Here is what you need to know on this Tuesday, July 5, 23 days before the Washington Redskins start training camp in Richmond.

Timeline

—The Redskins last played a game 177 days ago. It will be 69 days until they host the Steelers in their 2016 season opener.

Days until: Franchise tag contract deadline 10; Preseason opener @ Falcons 37; Final roster cut 60

The Redskins week that was

—The Redskins threw 30 touchdown passes last year (Kirk Cousins 29, Colt McCoy 1). That was the most they have had in a season since 1991. But they also gave up 30 TD passes, making three of the last four seasons where they have allowed 30 or more touchdowns through the air. If you have to put on your best offensive performance in 25 years just to break even with what the other side is doing, something has to change. That’s why they wrote out the big check for Josh Norman.

—On Facebook, Keith Murphy asked me if I thought that Norman would live up to expectations. I have to say that I’m reasonably confident about him living up to the deal for the first two or three years, at ages 28-30. He’s healthy, has a lot of tread left on the tires (he had only 22 starts in his first three NFL seasons), and, at least this year, he’s highly motivated to show the Panthers that they made a huge mistake. Later on in the contract, however, I’m a bit more dubious about him living up to the cap hits in the last two years, which are slated to be $14.5 million and $15.5 million. I don't necessarily expect him to fall off a cliff but it will be hard for him to maintain a level of performance that justifies those salaries. But let's get through the first couple of years of the deal before making any grand pronouncements.

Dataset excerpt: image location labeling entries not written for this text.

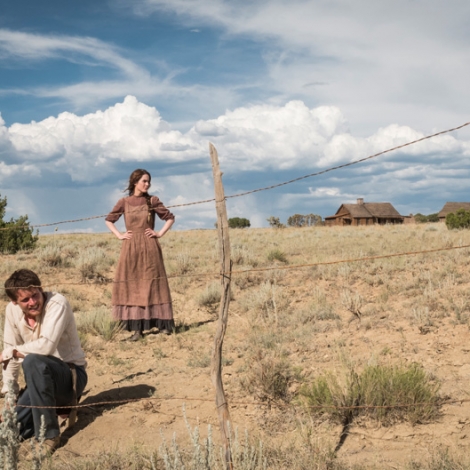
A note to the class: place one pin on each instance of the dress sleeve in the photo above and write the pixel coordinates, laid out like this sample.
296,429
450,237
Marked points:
162,212
117,211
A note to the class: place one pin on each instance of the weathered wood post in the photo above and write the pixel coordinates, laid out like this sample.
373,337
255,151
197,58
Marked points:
225,269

—Let’s take one from Twitter.

John is one of the more optimistic Redskins fans on my Twitter feed and I have to say that I don’t think that any Redskins will get such high honors this year. I don’t think that the team is there yet. But in the spirit of fun and taking them in order least likely to most, I don’t think Doctson will play enough to early rookie of the year. A pure corner hasn’t won DPOY since Mel Blount did in 1975 and I don’t see Norman making enough of an impact to break a 40-year skid. If the Redskins win 12-14 games both Cousins and Gruden would have a good shot at winning MVP and COY honors but I don’t think they’re ready to make that leap yet. If they can put it together I’d give Gruden a better shot at the individual honor because there is a lot of competition for the MVP award. A 12-4 mark would almost automatically make Gruden a very strong COY candidate.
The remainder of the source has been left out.